De même, dans les SOC, ces centres de sécurité qui veillent à la sécurité des entreprises, les algorithmes analysent d’énormes masses de données liées au fonctionnement des systèmes informatiques. L’IA n’a pas pour vocation de remplacer les analystes humains, mais c’est un outil d’analyse supplémentaire pour eux qui leur permet de se concentrer sur des tâches où l’on a réellement besoin d’une expertise humaine.
Beaucoup d’intellectuels, de penseurs aiment à mettre en garde le public contre les dangers de l’IA, mais ils oublient systématiquement de mettre en balance tous les bienfaits que celle-ci va apporter à l’humanité. Le débat sur l’IA en 2023 peut directement être mis en parallèle à celui qui ont fait rage à la fin des années 1990 ; lors des débuts d’Internet. Internet a eu des impacts certains sur le commerce, a engendré une nouvelle criminalité, mais l’impact positif sur nos sociétés a été énorme.
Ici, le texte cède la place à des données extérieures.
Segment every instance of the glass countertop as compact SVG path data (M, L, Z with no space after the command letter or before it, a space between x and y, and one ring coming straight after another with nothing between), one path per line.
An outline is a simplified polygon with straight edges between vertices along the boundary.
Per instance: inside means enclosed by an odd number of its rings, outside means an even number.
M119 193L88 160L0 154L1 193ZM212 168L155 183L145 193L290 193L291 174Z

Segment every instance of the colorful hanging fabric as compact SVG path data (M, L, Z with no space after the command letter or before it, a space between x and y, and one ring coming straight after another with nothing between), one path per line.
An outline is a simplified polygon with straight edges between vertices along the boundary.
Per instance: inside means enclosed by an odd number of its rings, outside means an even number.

Finalement, des algorithmes mis en œuvre par les attaquants peuvent tout à fait être mis à profit pour renforcer les défenses de l’entreprise. L’IA présente des dangers, c’est une certitude, mais ce sont des technologies qui offrent des capacités qui vont aider l’homme dans de multiples domaines.

L’Europe ne doit pas s’isoler face aux enjeux de l’IA
Cette peur ne doit pas empêcher l’Europe d’innover sur l’intelligence artificielle en empêchant les entreprises de travailler sur ces nouvelles technologies. Le secteur de la cybersécurité est en train d’en faire la démonstration : l’IA permet de déjouer des attaques informatiques tous les jours. Ce potentiel de développement est immense dans les autres secteurs d’activité, notamment l’industrie et le médical. Vouloir brider ou verrouiller les usages de l’IA dans l’Union Européenne serait une grave erreur. Non seulement il s’agit de marchés mondiaux et l’Europe prendrait un retard considérable par rapport aux Etats-Unis, aux pays asiatiques, mais il ne faut pas comparer l’IA à la boîte de Pandore qu’il ne faut surtout pas ouvrir. Bien au contraire, chacun de nous doit s’emparer de l’IA, doit apprendre à l’utiliser, tester des services comme ChatGPT, Midjourney. Les plus jeunes ont déjà bien compris tout l’intérêt qu’ils pouvaient tirer de l’IA, ne serait-ce que pour les aider à faire leurs devoirs. Si les générations en poste dans les entreprises ont peur d’être remplacées par des IA et rejettent en bloc cette évolution, leurs successeurs sauront comment en tirer profit et travailleront en s’appuyant sur ces outils.
Chercher à interdire ou à limiter trop fortement les usages de l’IA est à mon sens une erreur. Plus on connaît l’IA, plus on en perçoit les limites et mieux on peut espérer la contrôler.